When we write a computer program, we are generally implementing a method that has been devised previously to solve some problem. This method is often independent of the particular computer to be used—it is likely to be equally appropriate for many computers and many computer languages. It is the method, rather than the computer program itself, that we must study to learn how the problem is being attacked. The term algorithm is used in computer science to describe a problem-solving method suitable for implementation as a computer program. Algorithms are the stuff of computer science: They are central objects of study in many, if not most, areas of the field.
Most algorithms of interest involve methods of organizing the data involved in the computation. Objects created in this way are called data structures, and they also are central objects of study in computer science. Thus, algorithms and data structures go hand in hand. In this book we take the view that data structures exist as the byproducts or end products of algorithms and that we must therefore study them in order to understand the algorithms. Simple algorithms can give rise to complicated data structures and, conversely, complicated algorithms can use simple data structures. We shall study the properties of many data structures in this book; indeed, the book might well have been called Algorithms and Data Structures in Java.
When we use a computer to help us solve a problem, we typically are faced with a number of possible different approaches. For small problems, it hardly matters which approach we use, as long as we have one that solves the problem correctly. For huge problems (or applications where we need to solve huge numbers of small problems), however, we quickly become motivated to devise methods that use time or space as efficiently as possible.
The primary reason to learn about algorithm design is that this discipline gives us the potential to reap huge savings, even to the point of making it possible to do tasks that would otherwise be impossible. In an application where we are processing millions of objects, it is not unusual to be able to make a program millions of times faster by using a well-designed algorithm. By contrast, investing additional money or time to buy and install a new computer holds the potential for speeding up a program by perhaps a factor of only 10 or 100. Careful algorithm design is an extremely effective part of the process of solving a huge problem, whatever the applications area.
When a huge or complex computer program is to be developed, a great deal of effort must go into understanding and defining the problem to be solved, managing its complexity, and decomposing it into smaller subtasks that can be implemented easily. Often, many of the algorithms required after the decomposition are trivial to implement. In most cases, however, there are a few algorithms whose choice is critical because most of the system resources will be spent running those algorithms. Those are the types of algorithms on which we concentrate in this book. We shall study a variety of fundamental algorithms that are useful for solving huge problems in a broad variety of applications areas.

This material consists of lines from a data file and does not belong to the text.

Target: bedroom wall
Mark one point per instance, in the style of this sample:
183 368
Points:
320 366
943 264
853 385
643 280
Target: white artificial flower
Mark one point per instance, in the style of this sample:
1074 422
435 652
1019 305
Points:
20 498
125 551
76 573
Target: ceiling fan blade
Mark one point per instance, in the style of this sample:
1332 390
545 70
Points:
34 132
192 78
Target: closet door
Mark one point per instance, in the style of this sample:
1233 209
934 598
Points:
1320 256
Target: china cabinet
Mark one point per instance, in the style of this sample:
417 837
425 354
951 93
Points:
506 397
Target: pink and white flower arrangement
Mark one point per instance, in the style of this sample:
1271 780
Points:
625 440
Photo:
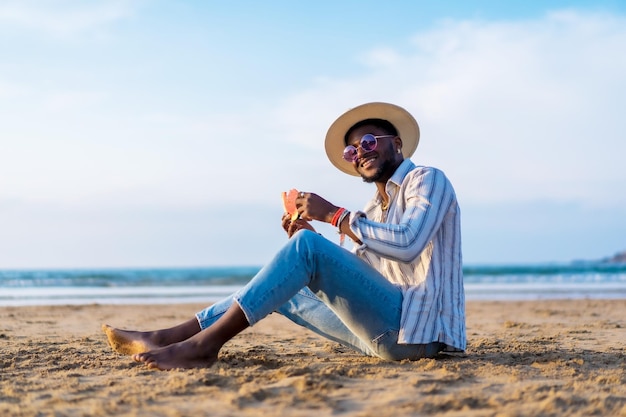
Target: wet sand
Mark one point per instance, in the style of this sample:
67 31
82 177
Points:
534 358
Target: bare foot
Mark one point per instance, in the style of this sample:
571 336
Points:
128 342
178 355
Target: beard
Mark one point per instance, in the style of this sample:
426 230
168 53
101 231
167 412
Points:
378 174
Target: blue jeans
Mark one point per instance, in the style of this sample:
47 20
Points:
331 291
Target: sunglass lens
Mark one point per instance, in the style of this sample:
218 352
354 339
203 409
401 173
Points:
349 154
368 142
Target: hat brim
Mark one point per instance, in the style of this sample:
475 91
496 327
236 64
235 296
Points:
404 122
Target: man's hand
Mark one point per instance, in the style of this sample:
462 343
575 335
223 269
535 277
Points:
292 227
313 207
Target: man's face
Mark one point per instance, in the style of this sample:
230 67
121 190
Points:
379 164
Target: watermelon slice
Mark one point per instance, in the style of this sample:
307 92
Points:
289 203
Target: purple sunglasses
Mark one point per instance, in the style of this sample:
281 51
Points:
367 143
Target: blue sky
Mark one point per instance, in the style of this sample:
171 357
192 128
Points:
158 133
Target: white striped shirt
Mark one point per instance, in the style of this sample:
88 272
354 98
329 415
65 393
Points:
416 244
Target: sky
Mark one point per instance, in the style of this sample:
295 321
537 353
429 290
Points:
151 133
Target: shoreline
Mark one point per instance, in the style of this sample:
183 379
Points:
130 295
542 357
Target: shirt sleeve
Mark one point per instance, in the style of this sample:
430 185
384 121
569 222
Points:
421 204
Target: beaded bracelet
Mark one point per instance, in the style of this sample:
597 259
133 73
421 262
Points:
336 216
341 217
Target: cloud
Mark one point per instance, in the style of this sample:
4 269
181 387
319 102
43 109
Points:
62 18
512 110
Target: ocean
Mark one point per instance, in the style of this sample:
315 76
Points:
209 284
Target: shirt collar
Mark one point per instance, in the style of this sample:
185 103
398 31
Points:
396 178
402 171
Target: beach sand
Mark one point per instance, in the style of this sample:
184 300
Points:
535 358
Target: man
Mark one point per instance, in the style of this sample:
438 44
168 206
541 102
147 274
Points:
399 295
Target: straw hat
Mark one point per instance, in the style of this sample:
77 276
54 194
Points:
405 124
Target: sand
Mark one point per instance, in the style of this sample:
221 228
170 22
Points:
537 358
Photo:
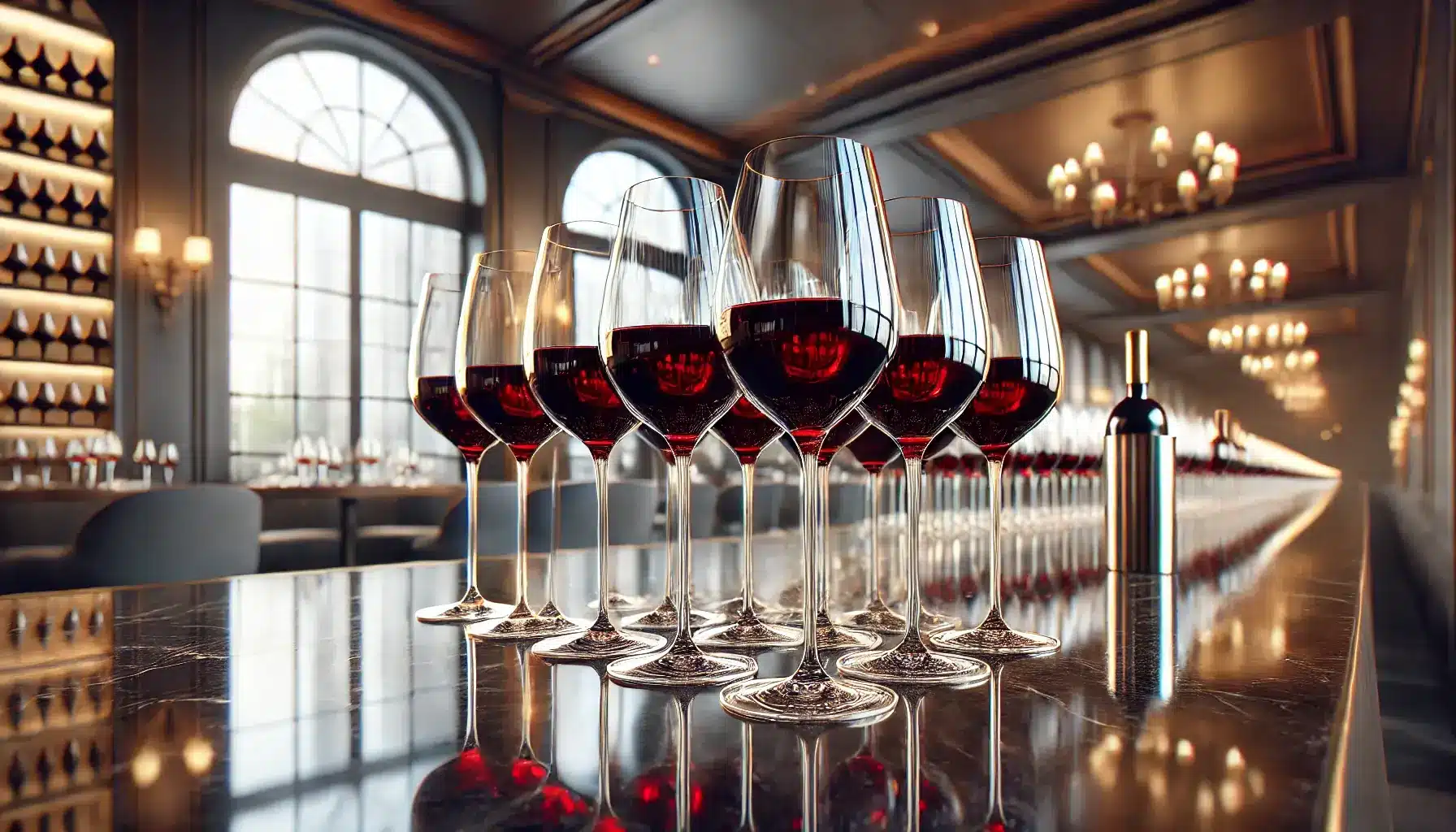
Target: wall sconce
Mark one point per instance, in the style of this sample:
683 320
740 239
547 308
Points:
167 288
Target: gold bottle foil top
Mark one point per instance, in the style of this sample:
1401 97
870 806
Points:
1136 356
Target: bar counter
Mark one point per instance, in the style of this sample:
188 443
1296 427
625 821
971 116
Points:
1235 696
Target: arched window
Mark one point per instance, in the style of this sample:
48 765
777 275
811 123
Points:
349 187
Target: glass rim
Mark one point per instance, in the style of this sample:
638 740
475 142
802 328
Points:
718 194
568 226
487 261
825 139
992 238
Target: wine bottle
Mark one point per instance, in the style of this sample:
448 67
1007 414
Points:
16 331
14 134
1138 413
73 148
16 262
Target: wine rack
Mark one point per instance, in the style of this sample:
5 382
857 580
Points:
55 219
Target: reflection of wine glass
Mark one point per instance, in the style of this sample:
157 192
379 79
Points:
491 376
437 400
748 430
807 318
667 366
573 388
874 451
935 370
1021 387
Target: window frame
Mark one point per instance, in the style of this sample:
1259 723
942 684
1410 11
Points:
356 194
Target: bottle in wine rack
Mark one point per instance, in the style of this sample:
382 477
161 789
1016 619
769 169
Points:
69 75
14 196
42 141
98 273
98 82
46 270
73 146
12 60
98 211
16 261
99 152
72 337
49 336
14 136
99 340
72 203
16 401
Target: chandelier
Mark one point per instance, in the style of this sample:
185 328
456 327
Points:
1190 288
1239 338
1136 194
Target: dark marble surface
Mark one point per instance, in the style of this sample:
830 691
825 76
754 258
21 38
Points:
316 703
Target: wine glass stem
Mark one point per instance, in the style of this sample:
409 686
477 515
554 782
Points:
874 538
682 483
994 471
808 775
808 497
913 764
599 466
472 523
523 468
913 479
748 541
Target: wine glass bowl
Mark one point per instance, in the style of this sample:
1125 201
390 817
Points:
932 376
491 380
1022 385
805 312
437 401
573 388
667 365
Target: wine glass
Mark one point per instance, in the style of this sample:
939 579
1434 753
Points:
875 451
437 400
490 375
573 388
937 369
665 363
1022 384
746 430
807 308
169 457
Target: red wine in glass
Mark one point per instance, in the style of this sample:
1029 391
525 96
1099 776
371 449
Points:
925 385
573 387
437 401
874 449
674 376
1014 398
746 430
501 398
805 360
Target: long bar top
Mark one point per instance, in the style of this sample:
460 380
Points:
1231 697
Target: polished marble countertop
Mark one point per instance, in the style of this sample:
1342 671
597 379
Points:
314 701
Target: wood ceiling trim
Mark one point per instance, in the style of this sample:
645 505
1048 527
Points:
580 27
441 35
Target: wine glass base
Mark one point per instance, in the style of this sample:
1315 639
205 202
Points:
597 644
748 635
682 668
994 640
915 668
523 628
462 613
618 602
665 620
812 701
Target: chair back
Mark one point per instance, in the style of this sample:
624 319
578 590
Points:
171 535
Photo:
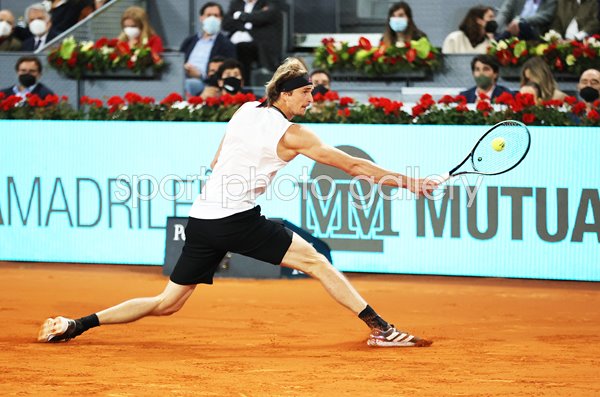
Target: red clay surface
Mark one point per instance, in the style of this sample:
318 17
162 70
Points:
493 337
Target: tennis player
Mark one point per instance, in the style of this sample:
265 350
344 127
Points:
259 141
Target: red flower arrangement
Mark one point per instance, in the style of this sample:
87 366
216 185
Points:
76 59
331 108
368 59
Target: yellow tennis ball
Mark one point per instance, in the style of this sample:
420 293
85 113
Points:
498 144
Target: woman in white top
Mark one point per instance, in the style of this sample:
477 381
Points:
476 31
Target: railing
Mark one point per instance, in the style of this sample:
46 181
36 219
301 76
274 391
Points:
104 22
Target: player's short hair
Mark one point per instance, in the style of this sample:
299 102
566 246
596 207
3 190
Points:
290 68
321 71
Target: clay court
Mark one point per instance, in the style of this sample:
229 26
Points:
493 337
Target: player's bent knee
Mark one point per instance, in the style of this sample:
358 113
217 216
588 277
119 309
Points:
315 265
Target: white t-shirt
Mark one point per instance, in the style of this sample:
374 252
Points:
246 165
458 43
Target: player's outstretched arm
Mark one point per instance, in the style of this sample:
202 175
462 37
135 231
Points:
301 140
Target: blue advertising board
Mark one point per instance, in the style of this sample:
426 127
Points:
100 192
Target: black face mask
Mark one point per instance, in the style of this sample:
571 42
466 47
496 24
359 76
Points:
27 80
320 89
212 80
491 26
589 94
232 85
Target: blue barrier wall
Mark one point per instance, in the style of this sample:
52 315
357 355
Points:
68 193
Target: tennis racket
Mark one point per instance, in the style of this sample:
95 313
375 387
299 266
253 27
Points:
499 150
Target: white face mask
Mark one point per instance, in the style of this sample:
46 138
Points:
211 25
132 32
5 29
38 27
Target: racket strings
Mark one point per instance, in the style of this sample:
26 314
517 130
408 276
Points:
501 149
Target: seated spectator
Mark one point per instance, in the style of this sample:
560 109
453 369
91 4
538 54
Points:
485 72
576 19
137 30
205 45
532 89
321 80
231 80
29 73
40 26
211 87
589 87
537 70
256 28
66 13
8 41
474 34
401 26
525 19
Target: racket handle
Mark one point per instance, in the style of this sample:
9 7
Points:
445 176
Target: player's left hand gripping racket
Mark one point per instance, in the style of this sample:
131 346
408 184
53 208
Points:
499 150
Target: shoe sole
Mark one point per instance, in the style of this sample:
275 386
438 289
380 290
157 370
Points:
382 343
52 327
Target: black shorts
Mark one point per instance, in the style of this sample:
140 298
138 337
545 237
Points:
208 240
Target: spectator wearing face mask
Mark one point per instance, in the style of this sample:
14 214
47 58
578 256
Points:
256 28
29 72
321 80
485 73
8 42
137 30
537 70
204 46
401 27
40 26
589 87
532 89
475 32
211 88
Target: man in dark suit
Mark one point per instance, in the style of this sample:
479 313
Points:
256 28
29 72
204 46
526 19
485 72
40 26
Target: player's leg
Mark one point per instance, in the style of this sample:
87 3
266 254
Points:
303 256
167 302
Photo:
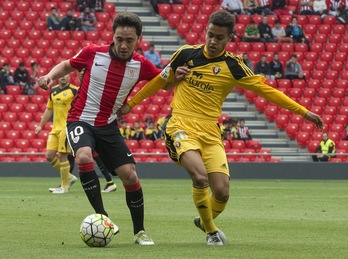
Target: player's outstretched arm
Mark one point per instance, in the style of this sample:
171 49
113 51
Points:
315 118
56 72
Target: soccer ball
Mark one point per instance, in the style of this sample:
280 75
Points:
97 230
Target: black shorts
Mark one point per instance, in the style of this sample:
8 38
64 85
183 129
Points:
105 140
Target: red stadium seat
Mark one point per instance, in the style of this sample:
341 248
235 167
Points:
303 138
282 121
165 10
292 130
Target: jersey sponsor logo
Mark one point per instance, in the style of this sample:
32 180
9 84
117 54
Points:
165 72
195 81
216 70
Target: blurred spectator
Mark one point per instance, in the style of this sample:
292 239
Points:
265 30
279 33
153 56
235 7
276 67
262 67
264 8
294 31
247 61
243 131
279 7
251 33
155 3
124 130
70 22
293 69
140 51
88 20
320 8
152 132
335 7
21 78
33 74
250 6
306 7
136 132
6 77
54 22
96 5
326 148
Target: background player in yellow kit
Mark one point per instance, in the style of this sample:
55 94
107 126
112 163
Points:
193 136
57 146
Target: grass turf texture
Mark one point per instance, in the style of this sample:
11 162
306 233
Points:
264 219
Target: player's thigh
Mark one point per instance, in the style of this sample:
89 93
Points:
63 144
52 141
114 152
80 135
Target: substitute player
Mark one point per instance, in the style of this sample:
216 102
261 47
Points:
193 136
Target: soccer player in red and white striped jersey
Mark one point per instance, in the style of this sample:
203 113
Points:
111 72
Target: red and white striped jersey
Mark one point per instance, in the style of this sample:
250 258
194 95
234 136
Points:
106 83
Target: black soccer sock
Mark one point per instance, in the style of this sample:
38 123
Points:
90 184
103 169
135 203
71 159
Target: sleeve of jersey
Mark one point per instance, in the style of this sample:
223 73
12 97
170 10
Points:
152 86
256 84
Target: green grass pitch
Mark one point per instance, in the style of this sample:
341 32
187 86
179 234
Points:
264 219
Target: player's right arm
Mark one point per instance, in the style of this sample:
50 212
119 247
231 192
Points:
56 72
45 118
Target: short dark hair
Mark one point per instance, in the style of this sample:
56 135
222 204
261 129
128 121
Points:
222 18
128 19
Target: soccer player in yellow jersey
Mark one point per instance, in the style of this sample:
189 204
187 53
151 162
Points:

The sharing of programs in computer systems is becoming more widespread, so although we might expect to be using a large fraction of the algorithms in this book, we also might expect to have to implement only a small fraction of them. For example, the Java libraries contain implementations of a host of fundamental algorithms. However, implementing simple versions of basic algorithms helps us to understand them better and thus to more effectively use and tune advanced versions from a library. More important, the opportunity to reimplement basic algorithms arises frequently. The primary reason to do so is that we are faced, all too often, with completely new computing environments (hardware and software) with new features that old implementations may not use to best advantage. In other words, we often implement basic algorithms tailored to our problem, rather than depending on a system routine, to make our solutions more portable and longer lasting. Another common reason to reimplement basic algorithms is that, despite the advances embodied in Java, the mechanisms that we use for sharing software are not always sufficiently powerful to allow us to conveniently tailor library programs to perform effectively on specific tasks.
Computer programs are often overoptimized. It may not be worthwhile to take pains to ensure that an implementation of a particular algorithm is the most efficient possible unless the algorithm is to be used for an enormous task or is to be used many times. Otherwise, a careful, relatively simple implementation will suffice: We can have some confidence that it will work, and it is likely to run perhaps 5 or 10 times slower at worst than the best possible version, which means that it may run for an extra few seconds. By contrast, the proper choice of algorithm in the first place can make a difference of a factor of 100 or 1000 or more, which might translate to minutes, hours, or even more in running time. In this book, we concentrate on the simplest reasonable implementations of the best algorithms. We do pay careful attention to carefully coding the critical parts of the algorithms, and take pains to note where low-level optimization effort could be most beneficial.
The choice of the best algorithm for a particular task can be a complicated process, perhaps involving sophisticated mathematical analysis. The branch of computer science that comprises the study of such questions is called analysis of algorithms. Many of the algorithms that we study have been shown through analysis to have excellent performance; others are simply known to work well through experience. Our primary goal is to learn reasonable algorithms for important tasks, yet we shall also pay careful attention to comparative performance of the methods. We should not use an algorithm without having an idea of what resources it might consume, and we strive to be aware of how our algorithms might be expected to perform.